As the onslaught of Switch 2 leaks continues, and most especially the very convincing appearance of what are likely to be the new console’s Joy-Cons, a weird sense hit me: I’m a bit disappointed. I love the Switch, I think it’s a wonderful piece of tech, and I would really love to have an upgraded version of it that’s capable of running more powerful games, and perhaps even running its own store software. But at the same time I realize, if that’s what we’re getting, it also feels like a big anticlimax.
One of the things Nintendo has been so reliable for is bizarre innovation. For generations, it’s been utterly impossible to guess what the company might create next, given the complete surprises of, say, a two-screen clamshell touch-screen portable gaming device, or a gesture-led under-TV console that shines best when the whole family is prancing around together. Even the failed Wii U that the Switch replaced was a ludicrous combination of console and a giant handheld screen as a controller. The Switch was just as imaginative, a handheld and dockable console, with detachable controllers, in wild defiance of the tech-first, ever-larger boxes sold by rivals.
Even when Nintendo was creating iterative updates for its most successful products, like the GBA SP follow-up to the Game Boy Advance, or the DSi XL evolution of the original Nintendo DS, it seemed to be doing something else at the same time. Between the DS and the DSi we also got the Wii! The GameCube came out the same year as the Game Boy Advance! But, given the extraordinary scrutiny being put on every patent and parts manufacturer Nintendo is attached to, it seems vanishingly unlikely that there’s some secret second project being hidden behind the noise of the as-yet unnamed second Switch.
And the Switch 2? It’s another Switch. The controllers look likely to slot in magnetically, rather than slide in on those tracks that only match up the third time you try, and the screen is very likely to be bigger, all running on far more powerful chips.

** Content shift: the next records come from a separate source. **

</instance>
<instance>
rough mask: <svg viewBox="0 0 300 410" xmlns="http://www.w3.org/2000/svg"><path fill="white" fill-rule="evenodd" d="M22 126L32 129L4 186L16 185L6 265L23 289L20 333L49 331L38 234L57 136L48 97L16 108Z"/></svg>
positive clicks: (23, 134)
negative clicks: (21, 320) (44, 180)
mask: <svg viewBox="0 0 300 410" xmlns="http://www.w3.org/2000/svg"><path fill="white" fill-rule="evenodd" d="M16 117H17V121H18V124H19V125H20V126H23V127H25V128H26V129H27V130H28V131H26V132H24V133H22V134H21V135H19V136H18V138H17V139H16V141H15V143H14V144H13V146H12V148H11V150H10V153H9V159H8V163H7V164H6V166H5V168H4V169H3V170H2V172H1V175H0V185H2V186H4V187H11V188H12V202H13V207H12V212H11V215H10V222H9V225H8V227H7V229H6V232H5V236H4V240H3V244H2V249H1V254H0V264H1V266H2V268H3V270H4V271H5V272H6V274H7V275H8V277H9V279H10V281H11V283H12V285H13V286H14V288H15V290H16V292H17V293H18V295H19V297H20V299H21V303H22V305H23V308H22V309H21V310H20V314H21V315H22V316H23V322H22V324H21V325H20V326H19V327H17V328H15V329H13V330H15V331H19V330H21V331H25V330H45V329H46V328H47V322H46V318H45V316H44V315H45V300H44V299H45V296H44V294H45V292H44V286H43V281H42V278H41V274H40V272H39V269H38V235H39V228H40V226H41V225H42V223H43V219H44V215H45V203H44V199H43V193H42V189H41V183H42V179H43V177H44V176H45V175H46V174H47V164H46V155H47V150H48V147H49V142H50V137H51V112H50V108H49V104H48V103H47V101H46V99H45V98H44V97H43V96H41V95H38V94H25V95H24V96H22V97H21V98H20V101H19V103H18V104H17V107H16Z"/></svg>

But…given it’s backward compatible, given it’s an iteration of the same format with improved tech, I find it hard to think of it as anything more than the equivalent of a souped-up Switch XL.
As I say, I want a Switch XL. If that were announced, independent of anything else, I’d be first to pre-order. I bought the Switch OLED as soon as I could, and I was delighted to have it. A Switch 2, as it so distressingly seems likely to be called, is a thing I want. But, at the same time, it’s not what I want to want. I want to be on the timeline where Nintendo says, “Sure, here’s the Switch 2,” but then pulls back the curtain on what else it’s cooking up. The thing that’s so wild, so peculiar, that even my silliest suggestions feel feasible. It’s a wearable piece of tech that uses holograms, or a bizarre twist on AR where the flagship Mario game uses our house furniture for platforms.
Just making a better Switch is so safe, so ordinary, so utterly un-Nintendo. Can you imagine any other company in the universe having the phenomenal success of the Nintendo Wii, and responding to that not by making a more powerful version of the same, but a two-screen console so complicated to explain that no one understood what it was for? Sure, that was a terrible idea in hindsight, but it was also the sort of thing I expect from Nintendo, and it’s impossible to understate just how equally crazy the pitch for the Switch seemed at the time, following the Wii U.
I still hold out hope that the Switch 2 will have some surprises. That little lens spotted in the Joy-Cons is something Nintendo will likely use in some really innovative ways, even if other developers never notice it’s there. I often think about one of the most wonderful aspects of the Switch—the all-too underrated Labo. Those cardboard packs, in conjunction with the peculiar controllers, that had you build working pianos, fishing rods for fishing games, and even a remote-controlled bug creature. It used the Joy-Con’s haptics to move around, and the infrared sensor as a tiny camera! That was bloody incredible! That was astoundingly imaginative, and I have high hopes that Nintendo has similarly inventive plans for using the new Joy-Cons’ tech. I like to imagine they’ll have pushed it all a little harder to third-party developers this time, so we can see some of the wonderful madness that appeared in the first few months of the Nintendo DS.
But, you know, I’m still a bit sad. It could have been something bonkers! It could have been something capable of running Switch games like the 3DS could run DS games. But if all the rumors and leaks are true, there’s no entire new plane of gaming existence being added here, just a Switch that can run prettier games. I’m buying one, for sure. But I will still lament a little the brand new Nintendo console innovation it doesn’t look likely to be.